In 2008, they approached us with a plan to expand their work in the Gambia—by transforming their model. Instead of managing an effective but modestly scaled NGO program in the Gambia, they were prepared to contract directly with the Gambian ministry of health to meet 100 percent of its transportation service need—but to do so, they would have to amass the capital necessary to purchase outright their fleet of vehicles. We could have made a grant, of course—but Barry and Andrea were advancing a business model and sought financing. We could have made a program related investment directly with Riders. A program related investment or PRI is a tool available to a private foundation. It’s not a grant but a market-based investment, usually debt or equity, made in support of the foundation’s charitable purpose; when made, it counts against payout, and when recovered, it must be credited against payout in that period. But that would have missed another opportunity, to strengthen the Gambia’s institutional lending capacity. What we did was deposit $2.2 million in a Gambian bank in Bangul to serve as a guarantee—thereby securing the deal: Guarantee Trust Bank Gambia then lent Riders the money and the health ministry contracted with Riders, thereby providing the revenue needed for the organization both to deliver its service and repay its debt. But the real excitement here is that this deal is securing health care for the entire Gambian population—more than 2 million people, proving that “last mile health delivery” can be achieved consistently and sustainably over time.
Last year, when we were approached by an organization to develop a series for distribution on the BBC, we naturally wanted to include Riders.

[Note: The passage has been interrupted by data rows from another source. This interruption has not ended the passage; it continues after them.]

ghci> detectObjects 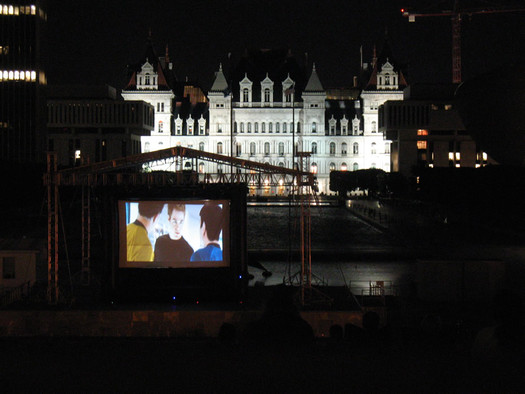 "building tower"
[0,0,47,163]
[122,35,175,152]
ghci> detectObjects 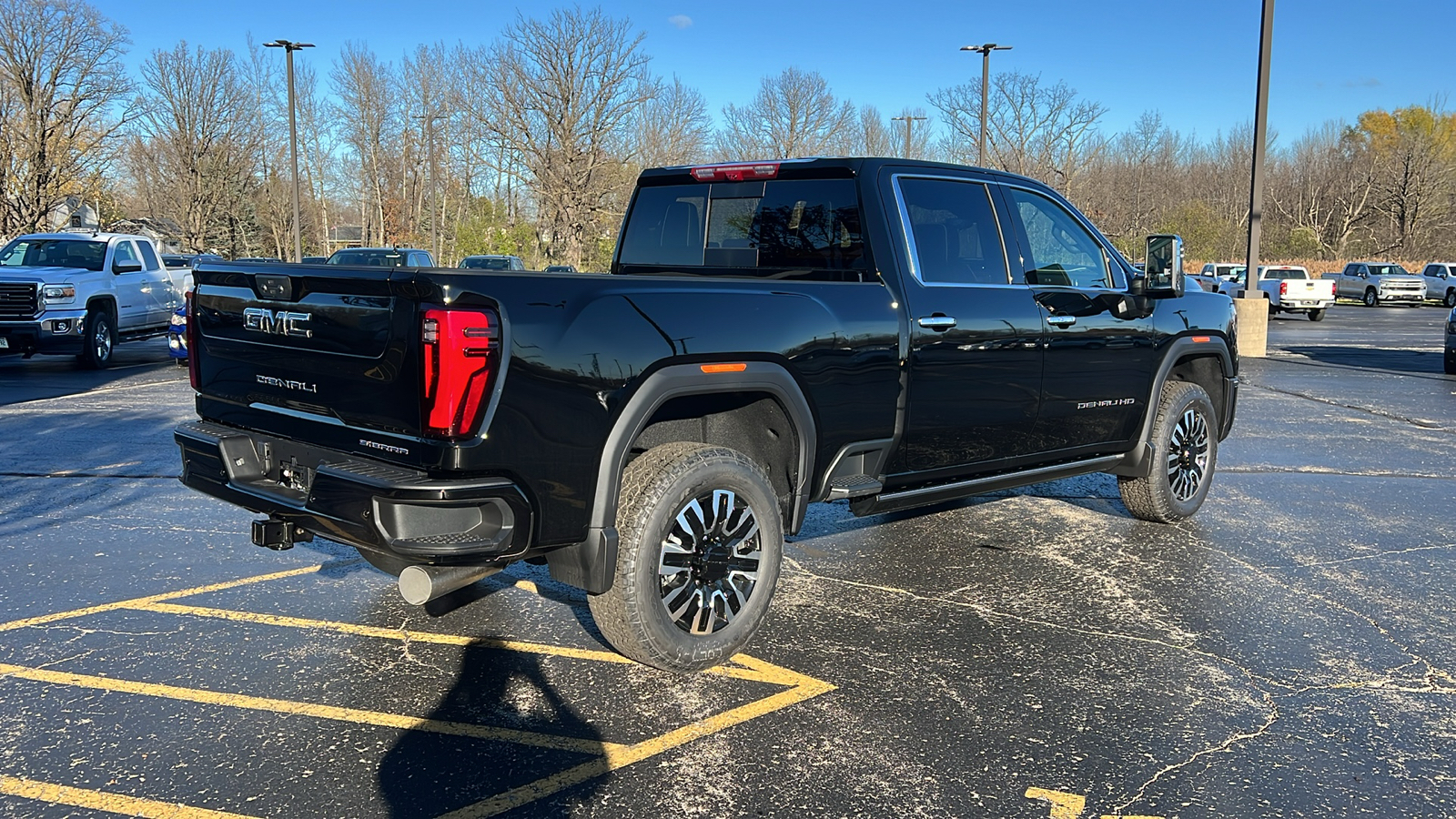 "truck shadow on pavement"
[379,645,610,819]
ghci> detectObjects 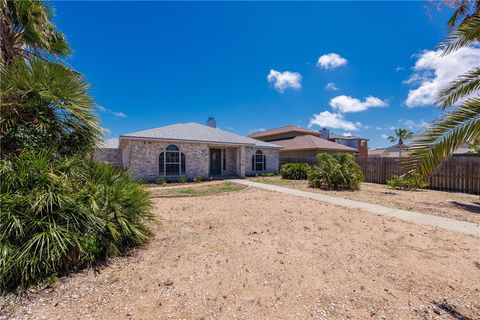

The series, produced by Rockhopper TV and titled Alvin’s Guide to Good Business aired just this past April. Because Andrea and Barry are as strategic as they are telegenic, they seized upon the opportunity to use their star turn on the BBC with the Zambian ministry of health, with which they were in the earliest stages of negotiating. Fast forward to outcome: after screening the episode with ministry officials, they inked a memorandum of understanding in an unprecedented 9 days—the customary and usual negotiation with a new African country taking upwards of two years.
And we’re still not done. At the Skoll World Forum this past April, senior representatives of OPIC, the Overseas Private Investment Corporation, were in the delegate audience for a session during which Andrea spoke; hearing about Riders and its model, OPIC officials went straight up to her following the session and said, “We want to fund you.”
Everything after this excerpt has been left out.